Cars have swung too far in that direction. More and more, they're getting to a "no user-serviceable parts" state. You're expected to bring the car to the expensive dealer for everything, or just replace the car when big maintenance is required. Recently, one of the headlights on my wife's car burned out. I checked the manual, it said to turn the steering wheel all the way to the opposite side, remove a couple clips, pull the fender liner back, and reach up and in to remove & replace the bulb.

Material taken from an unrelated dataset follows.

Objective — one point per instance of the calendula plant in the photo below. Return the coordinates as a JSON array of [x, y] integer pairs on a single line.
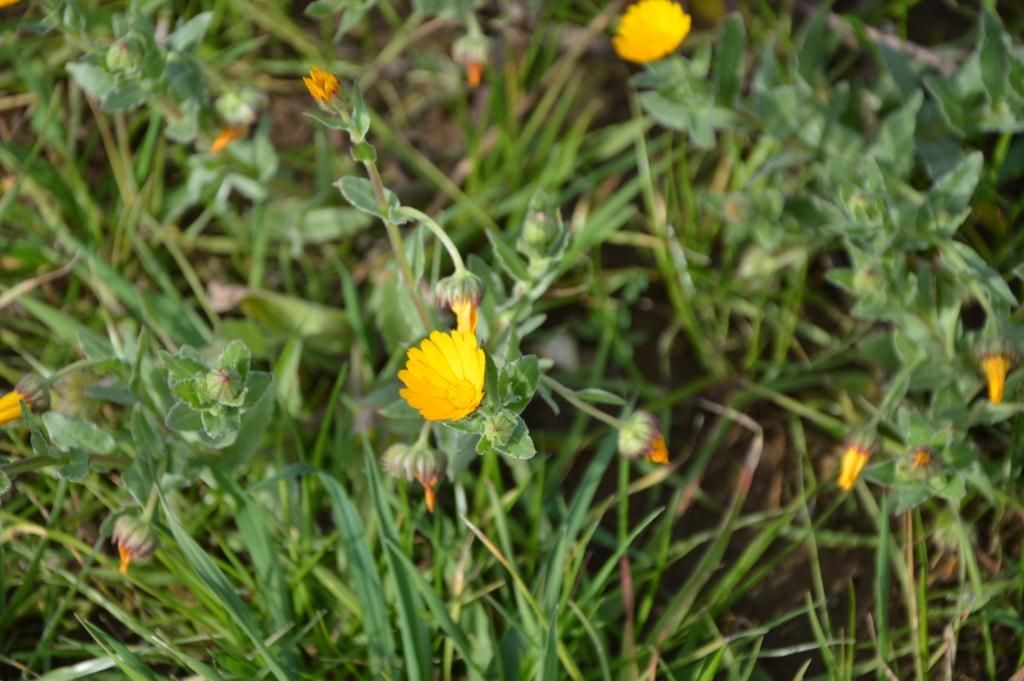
[[474, 394]]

I spent 30 minutes in the driveway attempting to follow those instructions, but the liner would not move far enough for me to get my arm in there. Finally I relented, spent 15 minutes putting it back together, and sent my wife to the dealer. It took the dealer 45 minutes to do, and they had to remove the wheel completely (the new bulb & labor were covered under warranty). IMO, this is a ridiculous amount of work required to replace a light bulb.
Chrysler PT Cruiser? The battery is buried behind the right front suspension. There's a couple terminals located under the hood if you have to jump the car, but good luck replacing the battery in the Sears parking lot.